Rado watches - what's the opinion?

There are loads of posts about Seikos, Rolex, Bulova, Omega watches but I can't recall having seen much about Rado watches so I was just wondering what the general opinion is about them. They look OK to me but I was interested in what others who are a bit more in the know think.


----------



## Daveyboyz (Mar 9, 2016)

They used to be held in such high regards with the Indian community that we often referred to them as Indian Rolex's.

My opinion is that they are decent quality watches which devalue heavily.

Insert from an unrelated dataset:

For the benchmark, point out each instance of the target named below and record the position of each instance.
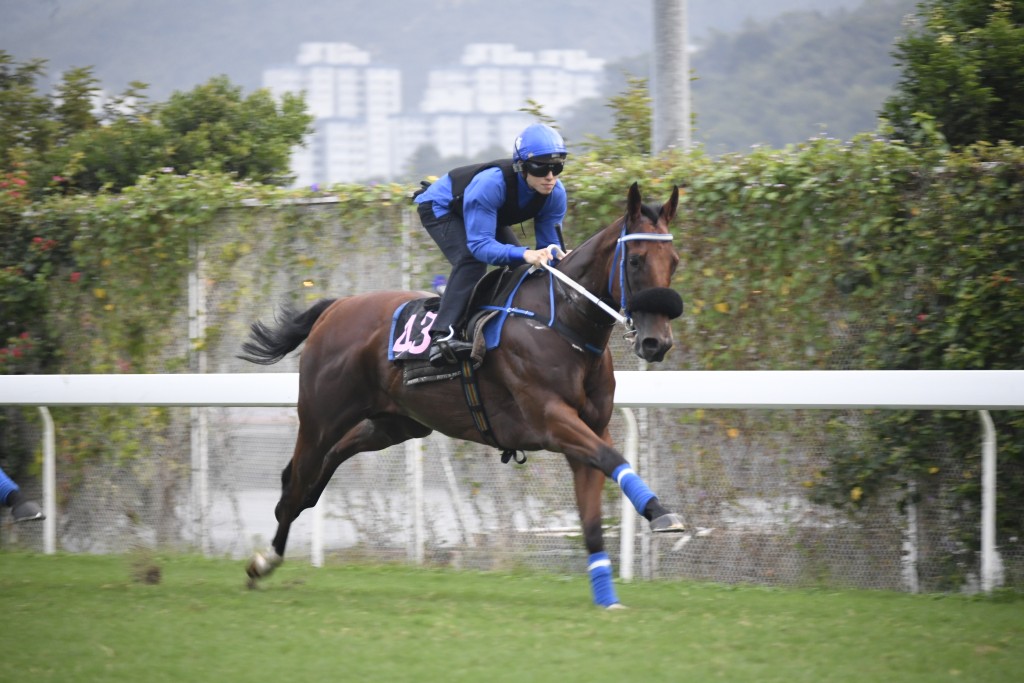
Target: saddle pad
(410, 336)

If you buy I would recommend second hand because you would make a big saving.

The ceramic watches look pretty smooth (a bit like the Movado's) but can be a bit fiddly to change the batteries... some of them the movement comes out behind the glass, there are screws to lose and contacts that like to ping into the air when you unscrew them ^^ The gold plated Diastar I personally think is a hideous looking watch but they used to be a popular ladies watch in certain circles. I think the "diastar" simply means diamond dot dial because the name is applied to both the goldplated chunky watches and the sleeker black ceramic watches.

Not a bad watch but I wouldn't recommend buying one new simply on the depreciation...


----------



## Mart (Sep 2, 2010)




----------



## RTM Boy (Jun 1, 2011)

Mid-range Swatch-owned brand established in 1917 - good quality watches - something of a pioneer of ceramics, tungsten carbide, hardened titanium and other particular hard-wearing materials in watches with a reputation for being 'scratch-proof' (ie more resistent to scratching). Some interesting designs. Does try to be a bit different.

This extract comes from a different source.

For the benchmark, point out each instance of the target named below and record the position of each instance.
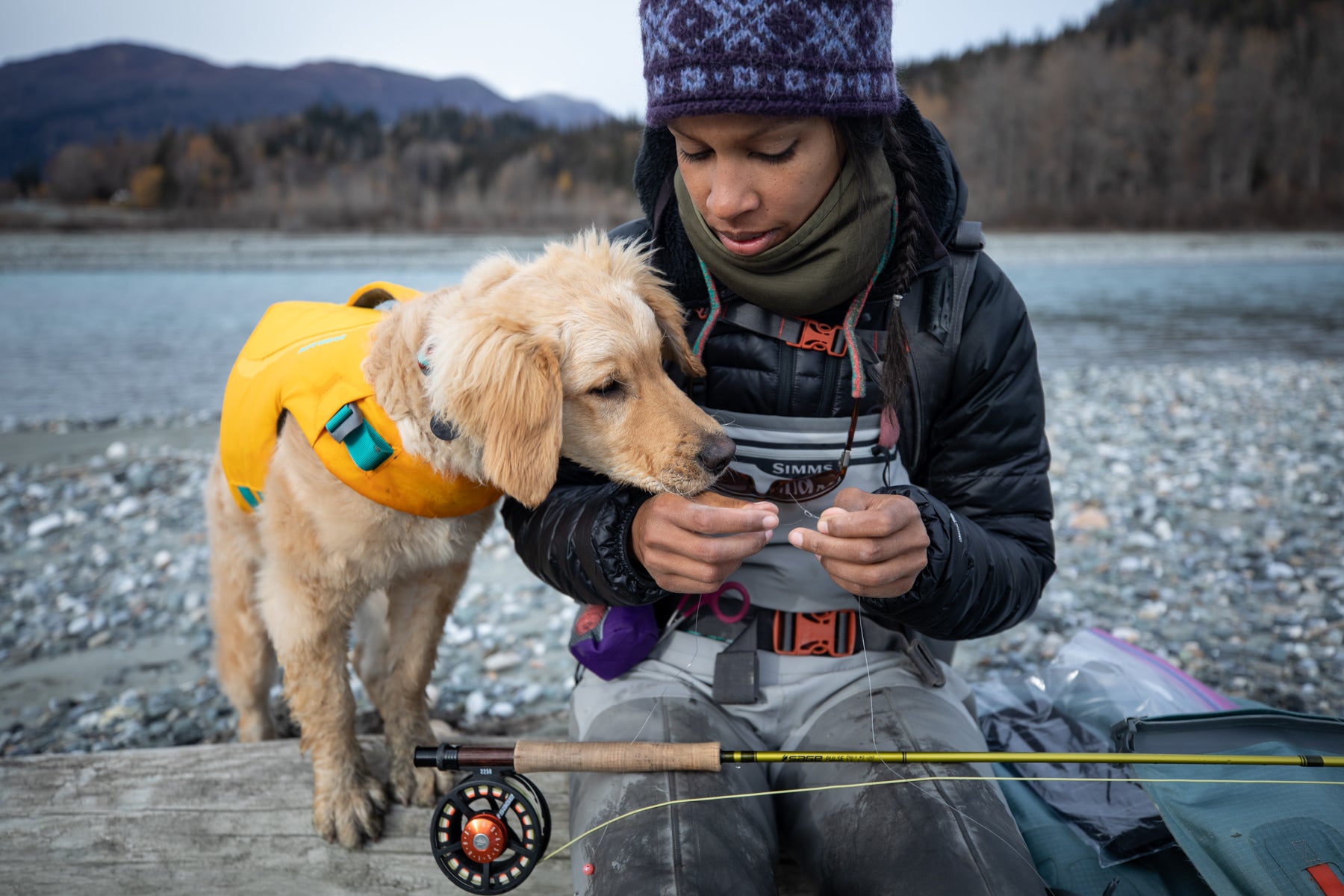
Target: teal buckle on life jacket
(364, 445)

As Davey says; particularly popular with the Asian community in the UK, but seeming depreciates rather more rapidly than some other brands (although almost all watches depreciate quite a bit from new). I'm not entirely sure why Rados have this reputation. They tend to be more dressy, or fashion-style watches. Perhaps more of a female brand with a broad mix of quartz and autos.

I would say that Rado is not a watch collector brand, which is why you don't see posts about it here. In terms of quality Swatch categorises Rado as 'high range' alongside Longines and Union Glashutte. Rado is probably more positively viewed on the continent.


----------



## Mart (Sep 2, 2010)

Ive got an 80s Purple Horse, you can get the Horse series at quite reasonable prices. Its well built and I like it.


----------



## martinzx (Aug 29, 2010)

I like the vintage models, have been chasing a 'Manhattan' for quite some time, all the ones I seem to find have damaged dials... I do have a Vintage Voyager MK1, that has a customized ETA, I love the rotating Anchor logo on Rado watches.

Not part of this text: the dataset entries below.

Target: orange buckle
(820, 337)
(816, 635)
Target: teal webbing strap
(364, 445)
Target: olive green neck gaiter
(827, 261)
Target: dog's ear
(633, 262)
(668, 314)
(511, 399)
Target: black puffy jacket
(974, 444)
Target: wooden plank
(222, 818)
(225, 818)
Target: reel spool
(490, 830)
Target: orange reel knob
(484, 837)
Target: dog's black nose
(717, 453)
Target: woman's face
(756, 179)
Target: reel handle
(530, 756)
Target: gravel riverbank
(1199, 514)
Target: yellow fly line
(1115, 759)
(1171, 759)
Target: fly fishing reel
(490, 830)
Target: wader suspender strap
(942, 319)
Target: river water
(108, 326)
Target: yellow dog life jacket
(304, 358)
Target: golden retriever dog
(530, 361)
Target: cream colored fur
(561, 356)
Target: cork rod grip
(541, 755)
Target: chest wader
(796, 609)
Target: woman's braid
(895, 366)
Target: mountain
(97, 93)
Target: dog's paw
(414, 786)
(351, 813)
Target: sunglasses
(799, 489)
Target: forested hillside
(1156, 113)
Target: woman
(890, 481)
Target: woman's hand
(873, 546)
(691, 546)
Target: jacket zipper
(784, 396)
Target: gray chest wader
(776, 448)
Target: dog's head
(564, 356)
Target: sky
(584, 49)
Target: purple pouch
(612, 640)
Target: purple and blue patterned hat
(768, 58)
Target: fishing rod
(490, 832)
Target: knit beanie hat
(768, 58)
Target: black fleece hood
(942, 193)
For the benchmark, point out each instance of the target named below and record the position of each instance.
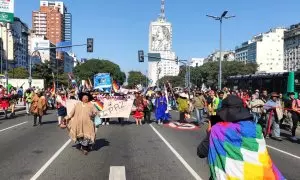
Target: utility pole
(220, 19)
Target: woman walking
(81, 125)
(61, 101)
(38, 107)
(139, 104)
(161, 107)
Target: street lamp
(220, 19)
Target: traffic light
(141, 55)
(90, 45)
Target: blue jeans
(274, 125)
(199, 115)
(256, 117)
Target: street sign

http://martinzx.com/rado-voyager-mk1/










Cheers Martin


----------



## relaxer7 (Feb 18, 2016)

I've been looking at the vintage rados on ebay for a while now - seem to be good value at less than £100 too.

The earlier post may explain why many of the ebay vintage watched are from India... I did wonder if they were faked but thought why fake a cheap 70's watch?!


----------



## Muddy D (Nov 16, 2013)

Thanks for the replies. I always wondered whether it was worth buying one, may have a look at them - I'd also seen cheap ones from India so it's good to know why


----------